I was in the right place at right time. When I first began going to Vietnam, there was a stigma attached to Vietnamese Americans or Vietnamese who left. We were viewed as traitors. So everything was much more difficult for us than even for foreign visitors. But there were policy changes in the late 1990s as Vietnam started trying to entice Vietnamese to come home or invest in the country. Things were changing rapidly, and I think I benefited from it when I began my research there in 1998. But I remember they were still telling me, “You need to be someone famous for us to let you in the archives.” And I would say, “But I can’t write a book and be anyone famous without getting into the archives.” It was a sort of chicken and egg thing. And when I interviewed folks at Vietnam’s Military Institute, I don’t think they took me too seriously. Why would a young Vietnamese American girl be interested in this and what can she do with what she finds anyway?
Did that attitude surprise you?
It’s understandable if you consider most scholars in Vietnam are typically old men. But I probably did benefit in that people were likely more willing to talk to me because I was a young Vietnamese American woman. I do think that helped in getting stories from former southern revolutionaries.

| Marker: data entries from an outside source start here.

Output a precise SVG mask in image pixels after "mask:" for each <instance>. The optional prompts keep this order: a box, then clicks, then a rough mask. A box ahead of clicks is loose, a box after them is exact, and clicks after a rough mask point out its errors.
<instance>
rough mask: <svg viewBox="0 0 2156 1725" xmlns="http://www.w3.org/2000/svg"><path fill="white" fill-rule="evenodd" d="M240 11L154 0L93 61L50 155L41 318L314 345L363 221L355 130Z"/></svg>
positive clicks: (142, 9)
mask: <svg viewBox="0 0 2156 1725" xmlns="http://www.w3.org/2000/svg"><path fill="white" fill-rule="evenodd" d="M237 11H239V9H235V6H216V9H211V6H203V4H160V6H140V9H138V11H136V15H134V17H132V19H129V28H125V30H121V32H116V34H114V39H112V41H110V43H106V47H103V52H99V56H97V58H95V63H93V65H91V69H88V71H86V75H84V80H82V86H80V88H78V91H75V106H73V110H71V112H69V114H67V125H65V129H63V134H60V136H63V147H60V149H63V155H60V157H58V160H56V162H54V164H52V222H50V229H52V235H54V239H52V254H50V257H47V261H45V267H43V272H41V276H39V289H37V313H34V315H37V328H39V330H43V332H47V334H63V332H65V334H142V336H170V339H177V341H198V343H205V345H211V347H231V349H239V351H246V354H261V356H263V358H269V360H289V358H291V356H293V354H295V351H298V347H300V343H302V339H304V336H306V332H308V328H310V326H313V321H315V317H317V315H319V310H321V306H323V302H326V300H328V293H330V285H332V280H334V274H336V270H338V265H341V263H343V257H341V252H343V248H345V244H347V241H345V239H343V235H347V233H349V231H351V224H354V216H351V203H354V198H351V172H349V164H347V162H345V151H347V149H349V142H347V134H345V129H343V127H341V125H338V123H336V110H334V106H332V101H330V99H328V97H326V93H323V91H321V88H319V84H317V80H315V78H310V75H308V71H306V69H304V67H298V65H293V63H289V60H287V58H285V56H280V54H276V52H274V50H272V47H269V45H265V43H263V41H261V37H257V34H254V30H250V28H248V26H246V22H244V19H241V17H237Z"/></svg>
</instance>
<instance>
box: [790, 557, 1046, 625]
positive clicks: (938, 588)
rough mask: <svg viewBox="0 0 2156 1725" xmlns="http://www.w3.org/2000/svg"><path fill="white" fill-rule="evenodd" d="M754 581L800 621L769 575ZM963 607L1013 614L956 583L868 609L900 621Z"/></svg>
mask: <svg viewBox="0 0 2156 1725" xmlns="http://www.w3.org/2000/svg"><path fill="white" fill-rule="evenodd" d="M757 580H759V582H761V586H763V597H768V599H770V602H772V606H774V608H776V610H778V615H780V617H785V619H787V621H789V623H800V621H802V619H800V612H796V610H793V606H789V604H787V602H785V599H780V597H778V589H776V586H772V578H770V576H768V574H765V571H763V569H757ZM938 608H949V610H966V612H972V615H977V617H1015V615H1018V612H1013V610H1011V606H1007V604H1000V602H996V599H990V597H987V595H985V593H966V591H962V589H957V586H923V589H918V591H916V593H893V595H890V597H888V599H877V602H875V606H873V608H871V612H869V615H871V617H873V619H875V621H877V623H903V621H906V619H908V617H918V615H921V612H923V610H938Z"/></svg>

Should we expect more of the archives in Vietnam to open up?
I want to say yes, but there have been some steps in the opposite direction. They haven’t allowed as many researchers in certain archives and they continue to restrict access to certain files. It is still complicated. There has been a very good two-volume work by a journalist who had access to high-level party members on the period right after 1975 leading up to the Third Indochina War. The fact that he could publish is an important opening. But the problem is the archives. It’s all about opening them so anyone can gain access—not just a famous journalist. But I’m not sure when that will happen.
In your research effort, what was your biggest disappointment?
That I didn’t hear more voices from below. I wish I’d had better access to the sort of materials that related to what the people thought and felt during the war, like when the folks in Hanoi were forced to flee the bombing and move out to the countryside. I also wish I had learned more about those who were arrested or who were under survellience for opposing the war. All the material I gathered about them came from the perspective of those who arrested them.
How has your book been received in Vietnam?
I really have no idea. I sent some copies to friends at the Military History Institute and and in the diplomatic academy but I haven’t heard from them. I haven’t tried to go to Vietnam since the book was released.
What is the most intriguing question you would have liked to have gotten an answer to but couldn’t?
It would be something about Giap, like how much did he hate Le Duan. I tried to interview him in 2003 and was denied. But I think I’d like to ask Giap what he was thinking and feeling in 1967, when his closest friends and deputies were being arrested. Could he have saved them? What were his feelings as he watched, unable to protect them or the war effort itself.
Is there more to come from you about Vietnam?
I would really like to write a complete history of the war next, and this time pay more attention to Saigon.